African press review 12 January 2015
Most the reactions were unanimous in condemning the Charlie Hebdo attacks, but not everybody came out to condemn the events says the African press today.
The newspaper explains when Charlie was attacked on Wednesday, most the reactions in the Kingdom were unanimous in condemning what happened.
But Libération explains that not everybody came out to condemn the events. For example, it says, "most political parties did not express their solidarity with the victims of the attacks in Paris."
The elections are coming up, reminds the paper. That's why political parties choose to keep it low.
Lots of Moroccans also remember clearly the debate surrounding the publication of cartoons of the Prophet by Charlie Hebdo. But the worst part, according to Libération, is probably that the Moroccan Foreign Affairs Minister refused to take part to yesterday's unity march in Paris.
The reason? Salaheddine Mezouar asked French President François Hollande to not represent these cartoons during the march. But for the Casablanca based paper, the march was about defending freedom of speech, not condemning cartoons.

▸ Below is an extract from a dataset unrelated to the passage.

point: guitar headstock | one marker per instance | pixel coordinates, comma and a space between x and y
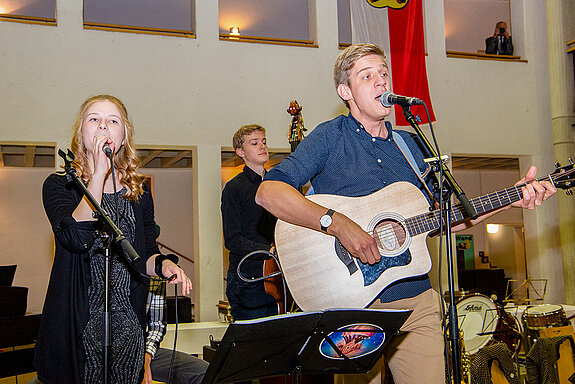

The Egypt Independent reports that a student got three years of jail term for atheism. The Egyptian daily explains that Karim Al-Banna, a 21 year old student, was sentenced by a court yesterday for announcing on Facebook that he is an atheist and for insulting Islam. Apparently, Al-Banna's father testified against his son, charging that he "was embracing extremist ideas against Islam".
According to the Egypt Independent, what happened is that al-Banna was being harassed by his neighbours - his name even "appeared in a list of atheists in a local daily. He went to the police station to file a complaint - that's when he was accused of insulting Islam and arrested.

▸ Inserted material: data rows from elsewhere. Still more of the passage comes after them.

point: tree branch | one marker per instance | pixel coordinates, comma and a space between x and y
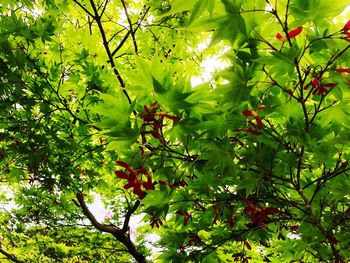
9, 256
130, 25
128, 215
119, 234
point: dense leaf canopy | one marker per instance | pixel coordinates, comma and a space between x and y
102, 126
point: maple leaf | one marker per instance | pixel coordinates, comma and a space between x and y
291, 34
258, 215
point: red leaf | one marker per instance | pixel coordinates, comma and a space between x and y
247, 245
270, 210
262, 107
163, 182
291, 34
148, 185
342, 70
137, 189
121, 175
148, 117
294, 228
142, 171
252, 131
295, 32
125, 165
157, 136
174, 118
153, 105
331, 85
258, 122
248, 113
315, 82
280, 37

And it's not the first time this happens. Last June, says the paper, "a Coptic Christian man was sentenced to six years in jail for insulting Islam". Egypt's constitution outlaws insults against the three recognised monotheist religions.
Finally Kenya's teachers are still on strike... and the Kenyan government is not too happy about it according to the Standard. The Kenyan teachers have been on strike for more than a week in protest of the lack of hike of their salaries.

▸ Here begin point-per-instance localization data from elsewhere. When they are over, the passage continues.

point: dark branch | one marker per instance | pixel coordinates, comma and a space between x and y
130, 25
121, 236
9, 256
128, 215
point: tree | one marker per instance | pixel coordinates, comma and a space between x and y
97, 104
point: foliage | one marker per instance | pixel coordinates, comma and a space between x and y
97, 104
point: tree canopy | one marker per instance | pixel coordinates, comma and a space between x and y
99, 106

But the government claims the strike is illegal - according to the newspaper, “the procedure set out under the Labour Relations Act 2007 on the tenets of calling for an industrial action was not duly followed".
That's why senior education officials will today be deployed to monitor schools. The Teachers Service Commission has now also directed head teachers to submit to their county directors details of teachers who failed to report for duty.
According to the Standard the commission even warned "there would be dire consequences for teachers on strike. But it doesn't look like this will have an impact on the strike says the newspaper.
Kenyan biggest Union teacher, Kuppet, said the authorities had no legal ground and called for a discussion on the salary issue. For the union, "the Commission should desist from intimidating teachers who are only asking for better terms and conditions of service".